The Hopeful Message of Lourdes
Today we celebrate Our Lady of Lourdes, when on a cold winter day in 1858 in the south of France, the Virgin Mary appeared to the young peasant girl, Bernadette Soubirous, with sixteen subsequent visitations, culminating in the ‘Lady’s’ declaration, in response to Bernadette’s question, that she was the ‘Immaculate Conception’, a dogma proclaimed by Bd. Pius IX four years earlier.
What was once an unremarkable village in the foothills of the Pyrenees, Lourdes has now become one of the foremost pilgrimage sites in the world, welcoming four to six million visitors per year, a beacon of hope for those seeking healing, physical or spiritual. Saint Bernadette’s body lies incorrupt in the convent of Nevers, where she spent the brief remainder of life as a professed religious, dying in her own battle of suffering of tuberculosis on the 16th of April, 1879, at the age of 35.
As Pope Saint John Paul II taught, our world has lost the proper sense of suffering, a natural consequence of the loss of a supernatural perspective, of Man’s eternal destiny. Hence, all our thoughts, desires, dreams are focused on this life alone, so brief, so limited, a subtle form of despair and acedia. Hence, the desire for a quick and painless death, assisted suicide, to go oh-so-gently into that great goodnight when the roses lose their bloom, and life becomes painful.

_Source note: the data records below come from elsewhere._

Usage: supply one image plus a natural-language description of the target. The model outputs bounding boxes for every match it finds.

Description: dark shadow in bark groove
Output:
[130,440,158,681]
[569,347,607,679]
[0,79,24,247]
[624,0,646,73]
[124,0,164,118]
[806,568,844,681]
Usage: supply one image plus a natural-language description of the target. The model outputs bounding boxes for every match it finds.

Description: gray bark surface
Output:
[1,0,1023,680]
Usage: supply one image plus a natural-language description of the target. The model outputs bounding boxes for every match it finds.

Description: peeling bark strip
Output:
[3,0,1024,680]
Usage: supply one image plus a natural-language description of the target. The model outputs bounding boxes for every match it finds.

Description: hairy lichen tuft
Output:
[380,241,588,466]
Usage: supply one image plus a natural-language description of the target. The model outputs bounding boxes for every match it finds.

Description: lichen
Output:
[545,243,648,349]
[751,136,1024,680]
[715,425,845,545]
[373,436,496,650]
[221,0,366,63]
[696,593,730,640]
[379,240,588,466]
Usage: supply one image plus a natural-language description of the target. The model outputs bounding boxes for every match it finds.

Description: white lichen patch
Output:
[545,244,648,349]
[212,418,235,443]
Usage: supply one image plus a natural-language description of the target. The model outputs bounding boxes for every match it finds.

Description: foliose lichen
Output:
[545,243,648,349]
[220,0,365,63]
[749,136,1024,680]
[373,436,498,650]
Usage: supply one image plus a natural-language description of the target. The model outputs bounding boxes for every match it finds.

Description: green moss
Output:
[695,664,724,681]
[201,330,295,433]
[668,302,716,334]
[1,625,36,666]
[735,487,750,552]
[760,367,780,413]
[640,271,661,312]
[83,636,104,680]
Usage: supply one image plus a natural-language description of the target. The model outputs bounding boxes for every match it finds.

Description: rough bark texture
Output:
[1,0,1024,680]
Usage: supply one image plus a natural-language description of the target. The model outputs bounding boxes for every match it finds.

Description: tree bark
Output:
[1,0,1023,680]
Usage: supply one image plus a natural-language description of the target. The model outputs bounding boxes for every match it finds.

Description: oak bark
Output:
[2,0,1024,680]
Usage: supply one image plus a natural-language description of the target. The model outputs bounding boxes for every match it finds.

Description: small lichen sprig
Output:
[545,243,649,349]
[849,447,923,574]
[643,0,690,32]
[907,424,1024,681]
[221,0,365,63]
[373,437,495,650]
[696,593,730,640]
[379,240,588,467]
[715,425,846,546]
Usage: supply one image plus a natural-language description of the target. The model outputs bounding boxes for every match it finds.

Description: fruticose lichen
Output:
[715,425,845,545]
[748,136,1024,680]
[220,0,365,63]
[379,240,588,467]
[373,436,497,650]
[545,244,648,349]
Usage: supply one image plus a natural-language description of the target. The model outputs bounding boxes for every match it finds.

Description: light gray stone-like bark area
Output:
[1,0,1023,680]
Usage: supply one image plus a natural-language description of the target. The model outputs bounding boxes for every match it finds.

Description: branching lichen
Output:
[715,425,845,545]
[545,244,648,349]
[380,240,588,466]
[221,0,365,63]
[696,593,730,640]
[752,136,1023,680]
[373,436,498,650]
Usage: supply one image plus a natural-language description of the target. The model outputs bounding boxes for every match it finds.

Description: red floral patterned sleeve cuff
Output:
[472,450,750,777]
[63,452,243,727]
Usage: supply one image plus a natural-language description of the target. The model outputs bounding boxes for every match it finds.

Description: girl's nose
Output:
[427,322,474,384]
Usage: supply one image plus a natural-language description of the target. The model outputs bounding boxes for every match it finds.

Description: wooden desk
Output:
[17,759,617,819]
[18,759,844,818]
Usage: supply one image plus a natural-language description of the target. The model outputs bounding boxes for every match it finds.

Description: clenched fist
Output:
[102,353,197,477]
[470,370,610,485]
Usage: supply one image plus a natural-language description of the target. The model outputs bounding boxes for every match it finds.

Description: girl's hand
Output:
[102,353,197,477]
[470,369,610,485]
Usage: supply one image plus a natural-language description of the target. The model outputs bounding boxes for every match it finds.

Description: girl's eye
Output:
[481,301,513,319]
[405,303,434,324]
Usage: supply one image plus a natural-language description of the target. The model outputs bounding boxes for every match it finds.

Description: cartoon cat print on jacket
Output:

The great Pope taught in Evangelium Vitae that this temporal existence is only a ‘penultimate’ good, to be used well in preparation for our ultimate good, eternal life. Without this dimension, life cannot make sense, or the only sense is that there is none. Hence, the bizarre philosophy of David Benatar, who claims, in an ironic application of the words of Christ about Judas, that the best thing for any human is never to have been born.
But every life is of value, even the most suffering and simple, as, again, John Paul taught so eloquently and profoundly in his masterpiece on the infinite value of suffering, Salvifici Doloris, promulgated on this day in 1984. Well, well worth a read, if you have not done so already, and one wise Jesuit priest remarked that this Apostolic Letter may be amongst the most important and prophetic works of the Holy Father’s corpus.
We should unite our prayers this day, and throughout the year, with those of the sick, along with all of our own sufferings, especially those especially sent to us by God. As Saint Theresa of Calcutta declared, ‘suffering is the kiss of Christ’. We should rejoice in our health, but also in our own salvific suffering in whatever way it may come to us.
Our Lady of Lourdes and Saint Bernadette, orate pro nobis!